I was reading in Luke 3 this morning the following:
“In the fifteenth year of the reign of Tiberius Caesar—when Pontius Pilate was governor of Judea, Herod tetrarch of Galilee, his brother Philip tetrarch of Iturea and Traconitis, and Lysanias tetrarch of Abilene— 2 during the high-priesthood of Annas and Caiaphas, the word of God came to John son of Zechariah in the wilderness.”
I’m sure most of us have heard sermons on how all these rich, powerful, influencial people were unworthy to receive the Word of God. In other words, God’s word came to a low, poor and un-powerful person in the wilderness. The potential for abuse of interpretation is obvious.
One cannot argue from this passage that the poor are inherently closer to God simply because they are poor from this passage, though I can imagine that some have tried. My interpretation is that the Word of God came to John, not because he was out-of-the-loop politically or was poor or was not powerful, but because he had a strong faith in God and had a calling on his life. If Herod had turned his life over to God, I believe the Word of God could have come to him too.
My thoughts then turned to First Peter 1 where we are told that our faith is more valuable than gold. If you have lived in the United States over the last few years, you cannot have missed the gold commercials on TV and radio. Everyone is selling gold as the ultimate, most secure form of wealth. But the Scriptures tell us that our faith is worth more than gold – that our faith is the most secure form of wealth.
You know, as a business owner, I have several concurrent roles that I fulfill. One role is that I’m a leader and get to make the difficult decisions. The most difficult decisions in any organization usually bubble up to the top leader and are usually reserved that that individual to make. This is why being President of the United States is such a difficult job – nearly all of one’s decisions in this role are usually “no win” decisions and often involved significant tradeoffs that affect millions of people. Another role I fill is that of visionary. It’s my job to know where the market is going and to understand how to position my company to be successful in the coming years. But a third role is that of being a steward to that which God has entrusted to me. He created this business that I own (in the American, legal sense) and He expects a return on his entrustment. And those returns are both monetary and eternal.

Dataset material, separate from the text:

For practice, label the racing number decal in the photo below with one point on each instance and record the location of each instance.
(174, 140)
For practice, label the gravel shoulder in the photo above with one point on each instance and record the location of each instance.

One of the things that I *must* pursue as a business owner is profits. No business (and non-profits seriously need to learn this) can exist indefinitely without profits. Profits are good. Profits are a social good. Profits are a spiritual good. Profits show you’re doing something right. Profits enable you to live to fight another day. And it is from profits that we create wealth for the Kingdom of God. I was sitting in my hotel room yesterday (am at a conference in San Diego this week) with another business owner. He and I were discussing how we need to make a profit and how we want to make a large profit over the next 5-15 years. We talked at length about where we think the market is going and how we hope to survive in this market. But never once did we discuss that which is the most valuable “asset” that we have been given – our faith in Christ.
As a business owner, what do I pursue? In all cases, the *first* pursuit should be the growth of my faith – growth in sanctification and holiness. Growth in my faith in God and in my love for Him. Pursuing profits is good and is part of what we do as business owners. But if we pursue profits alone without a great emphasis and energy spent in growing our faith in God, then our efforts are in vain. So, today, if you run a business or own a business – be sure to pursue the First Pursuit – and that is your faith in God.